Олег Даль в воспоминаниях его жены Елизаветы
«Человек без кожи», — говорила о своем муже Елизавета Даль.
«Почему я вышла за Олега, хотя видела, что он сильно пьет? С ним мне было интересно. Мне было уже 32 года, и я думала, что справлюсь с его слабостью. Каким-то внутренним чувством ощущала: этого человека нельзя огорчить отказом…» — Е. Даль.
«Тогда Олег пил всерьез, и я не могла к этому привыкнуть, не могла справиться, — вспоминала жена. — Справлялась в основном моя мама, которая его обожала с самого первого дня, — и он ее тоже.
«Олег сразу подружился с моей мамой…. Ее отец, мой дед — Борис Михайлович Эйхенбаум — был знаменитым литературоведом, профессором, учителем Андроникова и соратником Тынянова и Шкловского. Когда деда не стало, я думала, что таких людей больше нет. И вдруг в Олеге я открыла похожие черты». «Многим Олег казался мрачным человеком, но дома он всегда был веселым и добрым», — говорит Елизавета Алексеевна.
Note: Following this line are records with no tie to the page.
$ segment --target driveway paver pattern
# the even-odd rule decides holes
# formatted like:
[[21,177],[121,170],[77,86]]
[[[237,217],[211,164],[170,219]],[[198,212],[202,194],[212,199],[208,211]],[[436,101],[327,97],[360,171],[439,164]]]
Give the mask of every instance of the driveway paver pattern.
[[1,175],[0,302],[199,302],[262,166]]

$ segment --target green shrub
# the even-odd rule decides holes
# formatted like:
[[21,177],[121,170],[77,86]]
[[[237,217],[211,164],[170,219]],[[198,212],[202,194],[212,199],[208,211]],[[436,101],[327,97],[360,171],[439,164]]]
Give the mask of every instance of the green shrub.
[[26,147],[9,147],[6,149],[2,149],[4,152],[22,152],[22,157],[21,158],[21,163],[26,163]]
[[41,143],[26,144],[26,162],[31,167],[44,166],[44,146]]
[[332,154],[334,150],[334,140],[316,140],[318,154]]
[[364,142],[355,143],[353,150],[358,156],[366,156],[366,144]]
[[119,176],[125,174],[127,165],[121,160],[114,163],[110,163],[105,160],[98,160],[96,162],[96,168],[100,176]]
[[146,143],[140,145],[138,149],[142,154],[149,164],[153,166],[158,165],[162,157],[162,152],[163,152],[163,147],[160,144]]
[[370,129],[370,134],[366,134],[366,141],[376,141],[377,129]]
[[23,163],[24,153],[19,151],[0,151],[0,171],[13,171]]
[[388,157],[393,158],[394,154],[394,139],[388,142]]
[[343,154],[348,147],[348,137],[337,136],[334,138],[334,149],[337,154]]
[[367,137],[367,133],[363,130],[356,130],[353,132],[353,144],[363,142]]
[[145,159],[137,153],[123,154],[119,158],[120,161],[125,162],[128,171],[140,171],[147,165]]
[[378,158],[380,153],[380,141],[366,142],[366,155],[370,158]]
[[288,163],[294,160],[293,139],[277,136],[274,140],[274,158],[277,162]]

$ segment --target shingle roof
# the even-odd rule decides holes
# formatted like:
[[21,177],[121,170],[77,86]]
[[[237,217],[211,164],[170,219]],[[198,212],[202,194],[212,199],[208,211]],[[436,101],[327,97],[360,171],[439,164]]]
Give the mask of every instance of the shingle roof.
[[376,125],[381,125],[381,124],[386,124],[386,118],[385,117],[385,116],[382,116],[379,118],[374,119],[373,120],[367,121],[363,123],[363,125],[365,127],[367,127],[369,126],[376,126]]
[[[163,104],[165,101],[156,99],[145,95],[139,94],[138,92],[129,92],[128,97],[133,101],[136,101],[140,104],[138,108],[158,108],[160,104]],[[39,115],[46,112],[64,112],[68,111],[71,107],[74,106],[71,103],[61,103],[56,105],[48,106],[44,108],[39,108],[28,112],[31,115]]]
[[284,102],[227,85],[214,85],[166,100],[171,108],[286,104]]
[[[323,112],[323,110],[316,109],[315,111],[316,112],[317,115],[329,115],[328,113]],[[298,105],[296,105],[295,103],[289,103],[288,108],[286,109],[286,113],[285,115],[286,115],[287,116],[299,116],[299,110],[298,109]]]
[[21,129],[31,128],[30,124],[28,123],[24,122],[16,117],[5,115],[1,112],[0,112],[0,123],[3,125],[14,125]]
«Он мне понравился с первого взгляда. Удивительные глаза… — рассказывала О. Эйхенбаум (его теща). — Когда я на него первый раз посмотрела, то сказала себе: «Ну вот, пропала моя Лиза!». Я знала, что он давно холостяк, разошелся с Таней Лавровой и пять лет жил один… У меня, кстати, не было впечатления, что он безумно влюбился в мою дочь. Правда, совершенно очаровательные письма из Алма-Аты меня убедили в Лизином выборе… Человек он был особенный, поэтому мне с ним было очень легко. Я далеко не всех Лизиных поклонников любила, так что я совсем не каждому была бы легкой тещей…».
В октябре 1980 года Даль записал: «Стал думать часто о смерти. Удручает никчемность. Но хочется драться. Жестоко. Если уж уходить, то уходить в неистовой драке. Изо всех сил стараться сказать все, о чем думал и думаю. Главное — сделать».
После смерти актера приятельница сказала Лизе Даль: «Теперь он тебе все время будет чудиться. Ты выйдешь из дома, и вдруг чья-то походка, чей-то поворот головы, чьи-то черты лица напомнят его». Но этого не произошло. «Еще до знакомства с Олегом, когда я только смотрела его в кино, он поражал меня какой-то нездешностью. Таким, нездешним и остался», — говорила Е. Даль.